En este contexto, la Marcha del Orgullo LGTB+ en París y el festival de música Solidays, dos citas emblemáticas del calendario cultural y de diversidad, fueron suspendidos. Anouk Veyret, copresidenta de Inter-LGBT, adelantó que la movilización podría reprogramarse para septiembre, aunque aclaró que el equipo organizador debe volver a reunirse para definir los pasos a seguir.
Alcohol restringido y hospitales con “pasillos llenos”
El prefecto de Policía de París, Patrice Faure, pidió formalmente la anulación de ambos eventos y reforzó, además, un paquete de restricciones.
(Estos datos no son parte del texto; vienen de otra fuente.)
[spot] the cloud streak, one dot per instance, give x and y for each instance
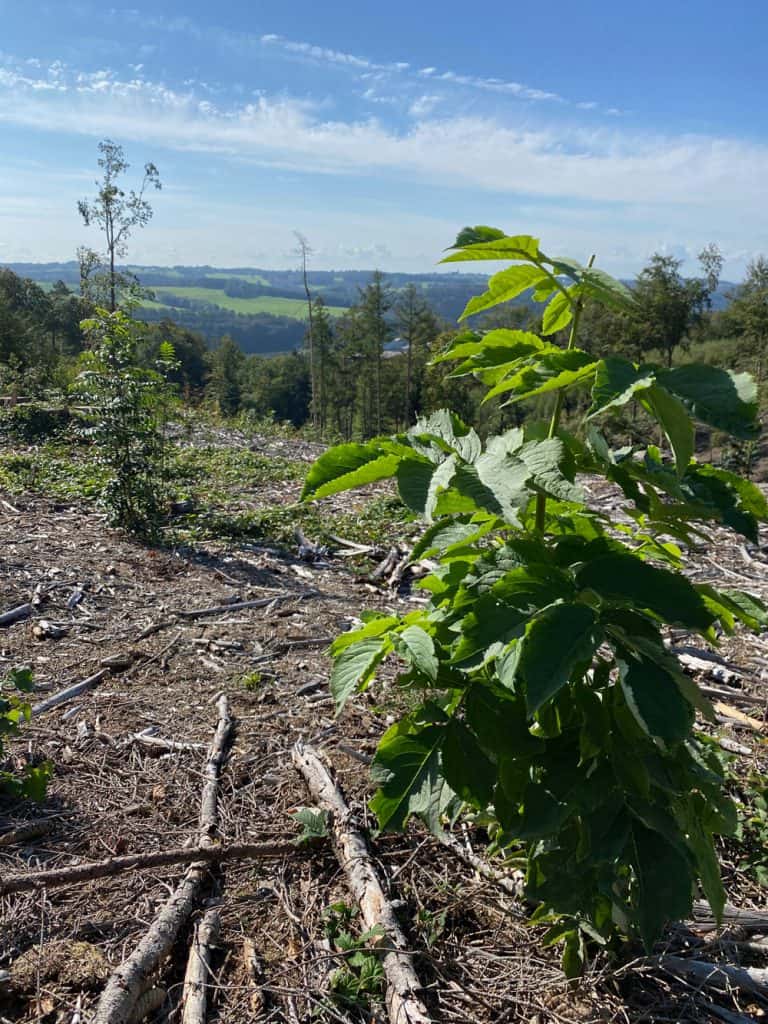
(463, 152)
Entre ellas se destaca la prohibición del consumo de alcohol en la vía pública desde el mediodía del viernes, medida que ya se había aplicado durante la reciente Fiesta de la Música. También quedó vetada la venta de bebidas alcohólicas a partir de las 18:00 en comercios y espacios autorizados.
El objetivo es claro: disminuir el número de casos graves derivados de la combinación de altas temperaturas y consumo de alcohol, y así aliviar las guardias hospitalarias. El hospital europeo Georges-Pompidou, uno de los centros de referencia en la capital francesa, trabaja bajo fuerte tensión. Su jefe de urgencias, Philippe Juvin, describió la situación como “extremadamente grave”, con un ingreso continuo de pacientes desde el lunes.
- Pacientes en su mayoría adultos mayores, con cuadros de hipertermia muy elevada.
- Urgencias saturadas y “pasillos llenos”, según relataron fuentes médicas francesas.
Sube el número de ahogados por baños en zonas peligrosas
El intenso calor también provoca otro efecto dramático: el aumento de muertes por ahogamiento. El gobierno francés informó que ya son 55 las personas fallecidas al intentar refrescarse en ríos, lagos y cursos de agua, muchas veces en sectores no autorizados o sin vigilancia. La mayoría de las víctimas son jóvenes que se lanzan al agua fuera de los espacios habilitados.
De acuerdo con la ministra de Deportes, Marina Ferrari, el 65% de esos ahogamientos se produjo en lugares no vigilados o directamente prohibidos para el baño. Las autoridades insisten en que, ante episodios de calor extremo, es clave respetar las indicaciones locales, evitar el consumo de alcohol al nadar y elegir siempre zonas con guardavidas.
“Los pasillos están llenos de pacientes, más bien ancianos, con hipertermias muy elevadas”, advirtieron desde el hospital Georges-Pompidou, en una señal de alarma sobre el impacto sanitario de la ola de calor.
Mientras se mantienen las alertas meteorológicas y sanitarias, Francia refuerza sus campañas de prevención, con especial foco en las personas mayores, los niños y quienes padecen enfermedades crónicas. Las autoridades recomiendan hidratarse de manera constante, evitar la exposición al sol en las horas centrales del día y mantenerse informados a través de los canales oficiales ante una canícula que, por ahora, no muestra signos claros de alivio.